A Study of Incorporating Articulatory Movement Information in Speech Enhancement
Proc. EUSIPCO 2021
Posted on November 4, 2021
Abstract
Although deep learning algorithms are widely used for improving speech enhancement (SE) performance, the performance remains limited under highly challenging conditions, such as unseen noise or noise signals having low signal-to-noise ratios (SNRs). This study provides a pilot investigation on a novel multimodal audio-articulatory-movement SE (AAMSE) model to enhance SE performance under such challenging conditions. Articulatory movement features and acoustic signals were used as inputs to waveform-mapping-based and spectral-mapping-based SE systems with three fusion strategies. In addition, an ablation study was conducted to evaluate SE performance using a limited number of articulatory movement sensors. Experimental results confirm that, by combining the modalities, the AAMSE model notably improves the SE performance in terms of speech quality and intelligibility, as compared to conventional audio-only SE baselines.
Motivation
The speech enhancement (SE) performance decreases drastically when encountering unknown noises or very low signal-to-noise ratio (SNR) conditions. Therefore, we proposed to incorporate articulatory movements, which are robust to environmental changes, in speech enhancement. <\br >
Introduction to Articulatory Movement Data
In this study, we used articulatory movement data collected by Electromagnetic Midsagittal Articulography (EMA or EMMA).
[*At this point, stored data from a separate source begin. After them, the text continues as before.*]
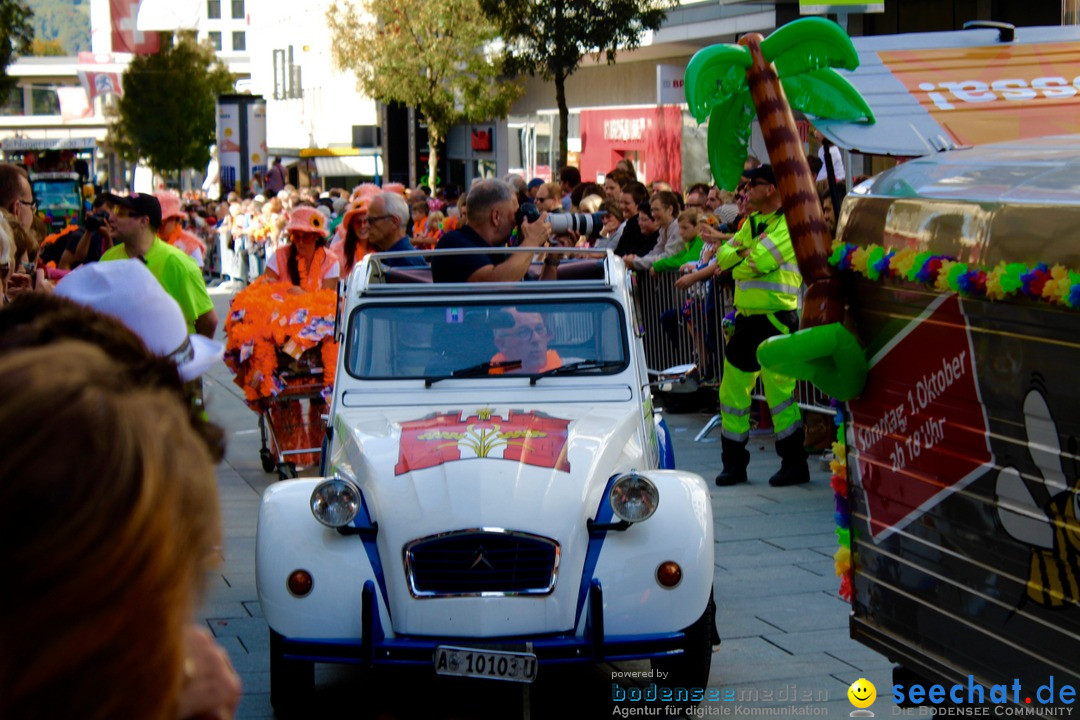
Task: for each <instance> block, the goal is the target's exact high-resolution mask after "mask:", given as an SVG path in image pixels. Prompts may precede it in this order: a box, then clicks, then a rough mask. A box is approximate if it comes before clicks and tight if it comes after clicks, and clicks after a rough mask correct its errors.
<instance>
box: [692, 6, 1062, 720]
mask: <svg viewBox="0 0 1080 720" xmlns="http://www.w3.org/2000/svg"><path fill="white" fill-rule="evenodd" d="M1055 50H1058V49H1056V47H1052V49H1050V52H1053V51H1055ZM986 52H989V53H990V54H991V55H994V56H995V57H999V58H1007V60H1005V62H1008V58H1012V57H1021V56H1023V55H1024V53H1021V52H1020V51H1015V52H1014V51H1013V50H1012V49H1011V47H1010V46H1009V45H1008V44H1004V45H1001V46H998V47H996V49H993V50H991V51H986ZM969 55H971V54H970V53H969ZM971 57H980V58H985V57H986V54H985V52H984V53H983V54H978V53H975V54H973V55H971ZM914 59H915V60H921V59H922V58H919V57H915V58H914ZM933 62H934V60H933V59H926V60H924V62H923V63H922V65H919V63H916V62H913V63H912V65H913V66H919V67H929V66H931V65H932V63H933ZM859 64H860V60H859V56H858V53H856V52H855V50H854V46H853V45H852V43H851V40H850V39H849V38H847V36H846V35H845V33H843V32H842V30H840V29H839V28H838V26H836V24H834V23H831V22H829V21H826V19H823V18H800V19H798V21H795V22H793V23H791V24H788V25H786V26H784V27H782V28H779V29H778V30H777V31H774V32H773V33H771V35H770V36H769V37H768V38H762V37H761V36H760V35H757V33H753V32H751V33H747V35H745V36H743V37H742V38H740V40H739V44H738V45H725V44H720V45H712V46H710V47H705V49H703V50H701V51H699V52H698V53H697V54H696V55H694V56H693V58H692V59H691V60H690V63H689V64H688V66H687V71H686V78H685V81H686V82H685V86H686V92H687V103H688V105H689V107H690V110H691V112H692V113H693V114H694V117H696V118H697V119H698V121H699V122H704V121H705V120H706V119H707V121H708V123H710V125H708V138H710V140H708V146H710V162H711V169H712V173H713V175H714V177H715V178H716V180H717V184H718V185H720V186H723V187H726V188H727V189H733V188H734V186H735V184H737V182H738V180H739V176H740V174H741V173H742V163H743V161H744V159H745V158H746V139H747V138H748V137H750V121H751V119H752V118H753V117H754V116H755V114H756V117H757V119H758V121H759V124H760V127H761V134H762V137H764V140H765V144H766V147H767V149H768V152H769V160H770V162H771V163H772V166H773V168H774V171H775V177H777V186H778V187H779V190H780V193H781V195H782V199H783V208H784V215H785V218H786V220H787V226H788V229H789V231H791V239H792V244H793V247H794V250H795V255H796V258H797V260H798V267H799V272H800V274H801V275H802V279H804V282H805V284H806V288H805V293H804V295H802V302H801V323H800V329H799V330H798V331H797V332H794V334H792V335H789V336H783V337H775V338H771V339H769V340H767V341H766V342H764V343H761V345H760V347H759V348H758V350H757V358H758V361H759V362H760V364H761V366H762V367H768V368H770V369H772V370H773V371H775V372H779V373H782V375H787V376H789V377H794V378H798V379H800V380H808V381H811V382H813V383H814V384H815V385H816V386H818V388H819V390H821V391H822V392H824V393H825V394H827V395H829V396H832V397H834V398H835V399H836V400H837V404H836V407H837V421H838V424H839V427H840V430H839V432H838V438H837V443H836V445H835V446H834V450H835V456H836V459H835V460H834V461H833V463H832V470H833V480H832V484H833V488H834V490H835V491H836V494H837V503H836V519H837V522H838V526H839V527H838V529H837V536H838V540H839V544H840V548H839V549H838V551H837V553H836V569H837V574H838V575H840V578H841V582H840V595H841V596H842V597H845V598H847V599H849V600H850V601H851V603H852V613H851V634H852V637H853V638H855V639H856V640H859V641H861V642H863V643H865V644H867V646H869V647H870V648H874V649H875V650H878V651H880V652H881V653H882V654H885V655H886V656H888V657H889V658H890V660H892V661H894V662H895V663H897V670H896V673H895V675H894V684H893V687H892V688H890V689H878V691H877V695H878V697H882V698H885V697H890V695H891V699H892V701H893V703H895V704H896V705H902V706H906V705H931V706H936V708H937V709H939V710H941V711H944V712H946V714H950V715H990V714H991V710H993V715H995V716H1005V715H1042V716H1048V717H1055V716H1063V715H1067V714H1069V712H1071V709H1072V708H1071V706H1072V705H1074V704H1075V703H1076V699H1077V684H1078V683H1080V607H1078V606H1080V519H1078V515H1080V506H1078V495H1077V487H1078V483H1080V456H1078V447H1077V445H1078V440H1077V438H1078V435H1080V420H1078V417H1080V416H1078V415H1077V409H1078V408H1080V382H1078V375H1077V372H1078V368H1080V243H1078V242H1077V239H1076V229H1077V227H1078V226H1080V192H1078V189H1080V136H1067V137H1051V138H1043V139H1028V140H1015V141H1011V142H1005V144H997V145H985V146H983V147H978V148H974V149H963V150H956V151H953V152H948V153H943V154H937V155H931V157H926V158H919V159H916V160H912V161H909V162H907V163H906V164H903V165H900V166H897V167H895V168H893V169H891V171H888V172H886V173H883V174H881V175H879V176H877V177H876V178H874V179H872V180H869V181H867V182H866V184H863V185H861V186H860V187H858V188H855V189H854V191H853V193H852V194H849V195H848V199H847V200H846V201H845V203H843V206H842V210H841V214H840V218H839V225H838V229H837V237H836V241H835V243H834V242H832V237H829V234H828V231H827V227H826V226H825V223H824V221H823V217H822V214H821V205H820V203H819V202H818V192H816V188H815V187H814V185H813V176H812V175H810V173H809V168H808V165H807V161H806V157H805V152H804V148H802V144H801V141H800V140H799V136H798V134H797V131H796V125H795V120H794V117H793V113H792V108H795V109H798V110H801V111H802V112H806V113H808V114H810V116H812V117H813V118H814V119H815V121H823V120H831V121H833V122H836V123H839V122H842V123H854V124H853V125H852V127H853V128H854V130H853V132H855V133H856V134H866V133H867V132H869V128H870V127H873V126H874V125H875V124H876V118H875V114H874V112H873V110H872V108H870V107H869V105H868V104H867V103H866V100H865V99H864V98H863V97H862V96H861V95H860V94H859V92H858V91H856V89H855V87H854V86H853V85H852V84H851V83H850V82H849V81H848V79H847V78H846V77H843V76H841V74H839V73H837V72H836V71H835V70H834V68H840V69H845V70H848V71H853V70H855V68H856V67H858V66H859ZM984 64H986V65H989V64H990V63H989V62H985V63H984ZM1036 65H1037V68H1038V72H1040V73H1044V72H1049V70H1047V69H1045V68H1044V64H1041V65H1040V64H1038V63H1037V64H1036ZM963 67H964V71H967V69H966V68H967V67H968V66H963ZM1007 77H1012V76H1007ZM1017 77H1018V76H1017ZM1070 77H1071V76H1070ZM1004 83H1012V84H1014V85H1015V84H1017V83H1018V84H1021V85H1022V84H1023V83H1024V81H1014V80H1007V81H1004ZM1034 83H1035V84H1036V85H1039V84H1042V83H1051V84H1058V79H1056V78H1039V79H1038V80H1036V81H1034ZM974 84H975V85H977V84H980V83H974ZM1059 84H1062V85H1067V81H1065V80H1061V81H1059ZM879 85H880V83H877V85H872V86H873V87H874V89H877V87H878V86H879ZM961 85H962V86H966V87H967V86H969V85H970V83H957V84H956V86H957V87H959V86H961ZM994 86H995V89H998V87H999V86H1001V85H999V84H998V83H995V84H994ZM923 90H924V87H923ZM1075 95H1076V89H1075V87H1072V86H1071V85H1068V86H1067V87H1064V89H1063V91H1062V92H1061V93H1053V92H1051V93H1045V97H1044V98H1042V99H1047V100H1048V101H1047V103H1043V104H1041V105H1039V106H1035V107H1034V109H1032V110H1030V111H1029V112H1028V113H1027V114H1025V118H1024V122H1018V121H1016V122H1013V121H1014V120H1015V119H1014V118H1013V116H1012V114H1009V113H1008V112H1005V113H1000V112H999V113H998V114H999V116H1000V118H1002V119H1003V120H1002V125H1003V132H1012V133H1013V135H1016V134H1021V133H1025V132H1029V131H1030V130H1031V128H1032V127H1042V126H1043V125H1042V124H1040V123H1039V122H1035V121H1037V120H1039V119H1044V120H1045V121H1047V123H1048V124H1051V125H1053V124H1054V118H1059V117H1065V116H1067V112H1068V111H1069V108H1068V107H1067V106H1062V107H1058V106H1057V105H1056V103H1057V101H1058V98H1064V100H1062V101H1066V103H1068V101H1070V100H1068V98H1070V97H1072V96H1075ZM1037 97H1039V95H1038V93H1034V92H1032V93H1022V94H1020V95H1016V96H1010V95H1007V98H1008V99H1009V100H1013V99H1017V98H1021V99H1026V98H1037ZM984 99H993V98H990V97H986V98H984ZM996 109H997V110H1000V108H996ZM1055 113H1056V114H1055ZM966 117H967V116H966ZM887 125H888V126H886V127H885V128H882V130H883V132H885V133H889V132H891V130H890V127H892V125H889V124H888V123H887ZM759 240H760V242H765V241H766V240H768V239H767V237H765V239H759ZM887 690H888V691H891V692H887ZM946 706H951V707H946ZM990 706H994V707H990ZM860 707H863V706H860ZM894 709H895V708H894ZM856 714H862V715H872V714H873V711H867V710H860V711H856V712H853V714H852V715H856Z"/></svg>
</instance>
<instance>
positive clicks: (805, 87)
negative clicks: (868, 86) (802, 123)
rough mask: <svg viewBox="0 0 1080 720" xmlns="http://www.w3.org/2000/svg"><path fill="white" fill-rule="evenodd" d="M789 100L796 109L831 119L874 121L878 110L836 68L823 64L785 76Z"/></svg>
mask: <svg viewBox="0 0 1080 720" xmlns="http://www.w3.org/2000/svg"><path fill="white" fill-rule="evenodd" d="M780 82H781V84H782V85H783V86H784V94H785V95H787V101H788V103H791V105H792V107H793V108H795V109H796V110H800V111H802V112H806V113H807V114H811V116H814V117H815V118H827V119H828V120H849V121H851V120H862V119H863V118H865V119H866V120H867V121H868V122H874V111H873V110H870V106H869V105H867V103H866V100H865V99H863V96H862V95H860V94H859V91H858V90H855V87H854V85H852V84H851V83H850V82H848V80H847V78H845V77H843V76H841V74H839V73H838V72H837V71H836V70H832V69H829V68H822V69H820V70H813V71H811V72H804V73H802V74H798V76H794V77H791V78H783V77H782V78H781V79H780Z"/></svg>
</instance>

To collect EMMA data, you need to put sensors inside your mouth; then, the machine will record the movement of your vocal tracts. The position of EMMA sensors are as follows:
The following figure shows the speech spectrograms and the EMMA signals of two speakers speaking the same utterance. Both the spectrograms and EMMA signals display similar patterns, indicating that these resultant signals are highly dependent on the pronunciation.
Visualization of the EMMA data. Red box indicates speakers pronouncing /s/.
In recent years, numerous in-mouth sensors, such as smart palate systems, smart dental braces, and in-mouth monitoring have been developed to collect articulatory features. Therefore, we are certain that in-mouth sensors will have increased practical usage in the future, and the results of this study can be applied to articulatory movements collected from various devices.